1 Ribaut, or estes vos a point :
2 Li aubre despoillent lor branches
3 Et vos n’aveiz de robe point,
4 Si en aureiz froit a voz hanches.
5 Queil vos fussent or li porpoint
6 Et li seurquot[2] forrei a manches !
7 Vos aleiz en été si joint,
8 Et en yver aleiz si cranche !
9 Vostre soleir n’ont mestier d’oint :
10 Vos faites de vos talons planches[3].
11 Les noires mouches vos ont point,
12 Or vos repoinderont les blanches[4].
   
  Explicit.
   
   
Manuscrits : C, f. 44 v°.
 
10. C planghes.
 

[1] La place de Grève, actuelle place de l’Hôtel de Ville, était le lieu de déchargement des marchandises transportées par eau. On venait y chercher de l’embauche. Les sans travail s’y réunissaient : ils « faisaient grève » (mais l’expression n’est attestée que depuis 1846). C’était aussi le lieu des réjouissances populaires (feu de la Saint-Jean) et celui des exécutions capitales. Dans le Roman de la Rose, Jean de Meun, à peu près à la même époque que Rutebeuf, évoque lui aussi les « ribauds » de la place de Grève, portant leurs sacs de charbon d’un cœur léger avant d’aller manger des tripes à Saint-Marcel, danser et dépenser à la taverne tout ce qu’ils ont gagné (v. 5018-5034). F.-B. fait toutefois observer que, dans le poème de Rutebeuf, la référence à la Grève ne se trouve que dans le titre. Le poème ne fait allusion qu’à la misère de ces « ribauds », et non à la débauche qu’implique l’emploi moderne du mot – s’il est encore employé. En ce sens la traduction de « gueux », qui est celle de Jean Dufournet, est judicieuse. Mais misère et débauche sont le plus souvent associées dans les emplois du mot au Moyen Age, elles le sont dans la poésie de Rutebeuf, particulièrement dans la peinture par la Griesche d’été des misérables joueurs et buveurs, elles le sont enfin dans la description que fait Jean de Meun des ribauds de Grève. On a donc cru pouvoir conserver le mot « ribaud » dans la traduction.

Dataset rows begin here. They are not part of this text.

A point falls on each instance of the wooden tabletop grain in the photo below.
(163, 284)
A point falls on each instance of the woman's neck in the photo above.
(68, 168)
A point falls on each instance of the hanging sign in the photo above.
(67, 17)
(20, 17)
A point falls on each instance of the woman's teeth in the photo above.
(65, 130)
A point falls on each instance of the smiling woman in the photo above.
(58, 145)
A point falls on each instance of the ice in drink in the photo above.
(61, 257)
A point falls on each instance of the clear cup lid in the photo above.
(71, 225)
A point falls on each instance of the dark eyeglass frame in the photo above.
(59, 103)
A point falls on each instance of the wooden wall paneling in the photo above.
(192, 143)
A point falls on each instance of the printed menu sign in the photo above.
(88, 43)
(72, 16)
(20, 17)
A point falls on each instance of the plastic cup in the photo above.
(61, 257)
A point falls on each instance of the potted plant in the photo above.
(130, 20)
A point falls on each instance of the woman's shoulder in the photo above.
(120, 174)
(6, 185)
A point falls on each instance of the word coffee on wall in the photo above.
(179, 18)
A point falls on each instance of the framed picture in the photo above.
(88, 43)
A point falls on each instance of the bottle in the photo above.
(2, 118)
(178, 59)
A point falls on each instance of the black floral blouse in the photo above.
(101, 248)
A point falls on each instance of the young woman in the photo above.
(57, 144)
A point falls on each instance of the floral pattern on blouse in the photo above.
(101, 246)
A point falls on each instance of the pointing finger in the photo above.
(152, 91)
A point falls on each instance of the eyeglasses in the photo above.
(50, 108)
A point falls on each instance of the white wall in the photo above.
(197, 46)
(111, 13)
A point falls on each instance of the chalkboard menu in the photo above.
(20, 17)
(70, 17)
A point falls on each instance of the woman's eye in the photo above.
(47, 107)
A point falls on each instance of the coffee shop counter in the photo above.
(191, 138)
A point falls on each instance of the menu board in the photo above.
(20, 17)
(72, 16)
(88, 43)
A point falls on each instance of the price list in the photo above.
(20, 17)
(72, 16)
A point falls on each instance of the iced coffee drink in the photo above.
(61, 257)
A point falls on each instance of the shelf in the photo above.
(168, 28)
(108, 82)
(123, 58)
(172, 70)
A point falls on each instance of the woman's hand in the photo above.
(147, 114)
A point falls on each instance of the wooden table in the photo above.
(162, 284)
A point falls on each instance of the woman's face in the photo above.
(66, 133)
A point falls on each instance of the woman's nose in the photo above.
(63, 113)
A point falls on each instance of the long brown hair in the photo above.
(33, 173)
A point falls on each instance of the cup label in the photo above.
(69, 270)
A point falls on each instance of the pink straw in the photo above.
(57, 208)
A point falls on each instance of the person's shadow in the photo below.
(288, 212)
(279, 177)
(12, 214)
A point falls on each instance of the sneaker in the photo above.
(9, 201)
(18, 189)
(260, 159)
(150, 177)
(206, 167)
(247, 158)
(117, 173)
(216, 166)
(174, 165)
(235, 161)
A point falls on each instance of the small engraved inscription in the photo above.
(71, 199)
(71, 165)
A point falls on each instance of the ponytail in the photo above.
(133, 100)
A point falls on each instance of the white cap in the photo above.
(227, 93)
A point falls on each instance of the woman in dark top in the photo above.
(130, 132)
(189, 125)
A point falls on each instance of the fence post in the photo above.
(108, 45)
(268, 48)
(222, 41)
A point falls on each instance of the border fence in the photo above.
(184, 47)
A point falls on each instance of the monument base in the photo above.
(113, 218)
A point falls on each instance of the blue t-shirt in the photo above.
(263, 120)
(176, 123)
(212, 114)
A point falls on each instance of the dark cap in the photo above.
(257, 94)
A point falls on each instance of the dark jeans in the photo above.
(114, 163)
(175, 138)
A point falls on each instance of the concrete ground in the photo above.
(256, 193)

[2] Tunique de dessus, avec ou sans manches.

[3] Les planches désignent évidemment ici les semelles. Mais l’emploi du mot dans ce sens étant aussi inhabituel en ancien français qu’aujourd’hui, on n’a pas cru devoir, en le faisant disparaître de la traduction, supprimer l’effet de la métonymie.

[4] Cf. Griesche d’hiver v. 32-33.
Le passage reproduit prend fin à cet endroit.